Following the spirit of the rebel cities, the Resolution 446/2016 is important because it recognises the social value of the experiences living in the occupied spaces  and not only the economic value of the properties. It is also important as it establishes “the recognition of public spaces as part of a process of constant active listening and monitoring of the city and its demands, in relation to the collective use of spaces and protection of the commons”.

To analyse the forms of management and regulation of the occupied buildings, there are already public discussion tables where citizens have co-decision power with the Administration. Each space is different so the required management and the profile of the spaces varies from one to another. They all have in common the protection of the commons and the objective of keeping alive cultural, social and political matters, sometimes even in the form of workshops and training centres for women, children and unemployed citizens.

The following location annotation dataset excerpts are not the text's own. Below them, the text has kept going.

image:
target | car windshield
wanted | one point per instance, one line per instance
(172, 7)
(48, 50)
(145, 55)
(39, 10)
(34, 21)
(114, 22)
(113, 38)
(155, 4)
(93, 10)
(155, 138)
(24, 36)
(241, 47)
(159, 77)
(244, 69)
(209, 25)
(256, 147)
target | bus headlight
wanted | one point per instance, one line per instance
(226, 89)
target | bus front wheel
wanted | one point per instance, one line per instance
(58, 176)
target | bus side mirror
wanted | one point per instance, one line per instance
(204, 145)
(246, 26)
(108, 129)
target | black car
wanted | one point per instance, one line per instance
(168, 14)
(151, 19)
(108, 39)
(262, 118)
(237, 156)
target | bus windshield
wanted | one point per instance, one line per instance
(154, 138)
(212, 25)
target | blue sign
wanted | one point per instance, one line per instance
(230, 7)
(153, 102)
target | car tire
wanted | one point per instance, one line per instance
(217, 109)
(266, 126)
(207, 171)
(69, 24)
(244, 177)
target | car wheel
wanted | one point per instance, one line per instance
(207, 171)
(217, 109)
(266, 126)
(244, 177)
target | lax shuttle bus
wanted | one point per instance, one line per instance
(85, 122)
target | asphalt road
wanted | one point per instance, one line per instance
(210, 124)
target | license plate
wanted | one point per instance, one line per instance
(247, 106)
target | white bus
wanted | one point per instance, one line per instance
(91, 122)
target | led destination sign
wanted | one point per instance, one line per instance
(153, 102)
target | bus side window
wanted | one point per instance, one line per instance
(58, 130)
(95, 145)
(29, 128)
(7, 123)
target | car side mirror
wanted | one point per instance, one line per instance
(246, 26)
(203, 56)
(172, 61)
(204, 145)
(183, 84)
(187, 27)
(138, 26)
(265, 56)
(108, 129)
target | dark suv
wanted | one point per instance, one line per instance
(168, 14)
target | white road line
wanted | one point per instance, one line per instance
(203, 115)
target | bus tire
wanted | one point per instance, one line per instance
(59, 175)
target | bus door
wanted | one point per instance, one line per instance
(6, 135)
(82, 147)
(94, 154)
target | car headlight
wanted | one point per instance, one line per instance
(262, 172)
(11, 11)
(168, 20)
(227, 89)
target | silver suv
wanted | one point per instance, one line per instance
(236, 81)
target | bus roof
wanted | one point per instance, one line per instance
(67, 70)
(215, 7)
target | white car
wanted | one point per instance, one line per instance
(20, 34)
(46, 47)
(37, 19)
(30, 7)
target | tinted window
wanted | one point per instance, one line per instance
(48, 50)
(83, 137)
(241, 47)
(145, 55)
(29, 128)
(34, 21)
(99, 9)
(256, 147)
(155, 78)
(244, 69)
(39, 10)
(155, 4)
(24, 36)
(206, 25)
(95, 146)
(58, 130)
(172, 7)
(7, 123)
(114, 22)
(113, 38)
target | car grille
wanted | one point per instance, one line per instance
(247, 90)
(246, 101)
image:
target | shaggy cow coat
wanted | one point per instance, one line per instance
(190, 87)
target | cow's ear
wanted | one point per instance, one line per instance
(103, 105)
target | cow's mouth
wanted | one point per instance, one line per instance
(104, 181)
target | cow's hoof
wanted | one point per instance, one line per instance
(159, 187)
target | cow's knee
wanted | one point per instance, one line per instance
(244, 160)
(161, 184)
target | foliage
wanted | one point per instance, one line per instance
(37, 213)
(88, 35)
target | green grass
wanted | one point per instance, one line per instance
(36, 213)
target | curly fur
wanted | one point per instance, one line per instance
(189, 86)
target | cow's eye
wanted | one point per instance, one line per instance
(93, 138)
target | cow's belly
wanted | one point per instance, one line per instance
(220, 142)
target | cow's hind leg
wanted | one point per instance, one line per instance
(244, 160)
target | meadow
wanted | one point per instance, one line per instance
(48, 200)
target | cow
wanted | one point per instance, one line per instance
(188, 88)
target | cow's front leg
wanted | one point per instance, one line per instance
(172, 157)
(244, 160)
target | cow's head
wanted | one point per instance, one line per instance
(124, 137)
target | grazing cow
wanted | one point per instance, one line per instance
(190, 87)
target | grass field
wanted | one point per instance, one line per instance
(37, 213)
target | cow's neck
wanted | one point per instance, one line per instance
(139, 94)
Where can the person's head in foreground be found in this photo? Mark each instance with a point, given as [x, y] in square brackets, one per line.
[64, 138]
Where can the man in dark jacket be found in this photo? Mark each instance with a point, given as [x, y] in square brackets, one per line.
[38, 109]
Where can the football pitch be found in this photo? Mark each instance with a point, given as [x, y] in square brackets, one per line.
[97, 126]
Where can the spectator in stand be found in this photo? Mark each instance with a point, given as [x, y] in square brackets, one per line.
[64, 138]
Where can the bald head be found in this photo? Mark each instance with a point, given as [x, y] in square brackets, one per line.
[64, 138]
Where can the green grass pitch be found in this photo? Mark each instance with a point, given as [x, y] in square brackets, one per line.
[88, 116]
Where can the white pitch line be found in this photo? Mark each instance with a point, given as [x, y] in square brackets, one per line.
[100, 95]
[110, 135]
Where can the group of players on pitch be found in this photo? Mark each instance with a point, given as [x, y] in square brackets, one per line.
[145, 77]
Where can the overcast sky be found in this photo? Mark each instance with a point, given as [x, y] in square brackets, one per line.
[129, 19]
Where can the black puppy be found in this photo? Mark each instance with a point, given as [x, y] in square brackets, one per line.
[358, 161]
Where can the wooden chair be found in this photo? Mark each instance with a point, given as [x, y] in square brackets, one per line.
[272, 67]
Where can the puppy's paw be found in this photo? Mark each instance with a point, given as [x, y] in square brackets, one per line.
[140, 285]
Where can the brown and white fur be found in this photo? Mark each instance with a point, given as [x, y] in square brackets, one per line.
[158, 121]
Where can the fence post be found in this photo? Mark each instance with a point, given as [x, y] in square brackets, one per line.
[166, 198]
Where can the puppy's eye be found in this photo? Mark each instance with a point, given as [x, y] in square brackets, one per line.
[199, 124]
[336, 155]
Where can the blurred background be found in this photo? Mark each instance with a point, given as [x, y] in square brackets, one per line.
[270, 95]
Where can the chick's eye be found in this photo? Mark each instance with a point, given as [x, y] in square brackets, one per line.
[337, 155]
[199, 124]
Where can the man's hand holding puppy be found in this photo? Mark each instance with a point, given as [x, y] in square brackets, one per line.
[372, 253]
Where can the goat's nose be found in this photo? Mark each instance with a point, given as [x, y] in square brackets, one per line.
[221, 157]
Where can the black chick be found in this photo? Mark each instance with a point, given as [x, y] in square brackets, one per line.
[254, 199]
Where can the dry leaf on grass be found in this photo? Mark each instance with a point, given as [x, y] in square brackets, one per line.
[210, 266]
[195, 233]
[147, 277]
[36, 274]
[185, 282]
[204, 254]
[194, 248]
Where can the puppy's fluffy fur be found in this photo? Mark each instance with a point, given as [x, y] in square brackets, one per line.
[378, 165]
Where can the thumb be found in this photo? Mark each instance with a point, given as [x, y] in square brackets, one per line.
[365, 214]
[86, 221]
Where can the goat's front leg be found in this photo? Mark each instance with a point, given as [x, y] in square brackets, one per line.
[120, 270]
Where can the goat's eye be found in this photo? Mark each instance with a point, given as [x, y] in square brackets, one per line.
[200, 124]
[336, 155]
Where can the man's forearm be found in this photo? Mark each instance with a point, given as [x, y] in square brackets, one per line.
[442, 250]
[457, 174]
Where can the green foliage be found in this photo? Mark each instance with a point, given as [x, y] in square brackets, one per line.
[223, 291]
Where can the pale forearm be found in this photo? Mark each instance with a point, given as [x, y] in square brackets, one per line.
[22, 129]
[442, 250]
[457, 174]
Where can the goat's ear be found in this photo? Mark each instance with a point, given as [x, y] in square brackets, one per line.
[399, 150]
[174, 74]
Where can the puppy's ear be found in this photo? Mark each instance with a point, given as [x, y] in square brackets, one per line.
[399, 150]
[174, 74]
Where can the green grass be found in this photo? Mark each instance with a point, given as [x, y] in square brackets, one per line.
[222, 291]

The final objective of the rebel cities is to reconstruct democracy from the local realities that have experience dealing with embryonic initiatives in a way that challenges the current relationship between institutions and the citizens they represent. But mapping the existence of these spreading realities is not enough: it’s important to acknowledge the challenges that they still face. There are limits, contradictions, and incoherencies in the legal systems that need to be identified and addressed. Committed to the necessity of addressing these challenges, EA has established a stream within our Campus: Shifting Baselines next week, focused just on the process of governing alternative or “rebel cities”.

During the three days of Campus and in the steam focusing on them (shifting institutions), different representatives of European cities and experts in urbanism and city government will meet to organise an exchange of experiences to establish a common background of knowledge that can help them in governing and resolving immediate problems, but also establishing future synergies together. Secondly, the construction on a European level of a network of cities for change, can make the difference in the process of making a better impact in the European institutions. This means that by showing unity and coordination between all these cities, it is possible to prove that “rebel cities are not utopia, they are spreading around Europe”.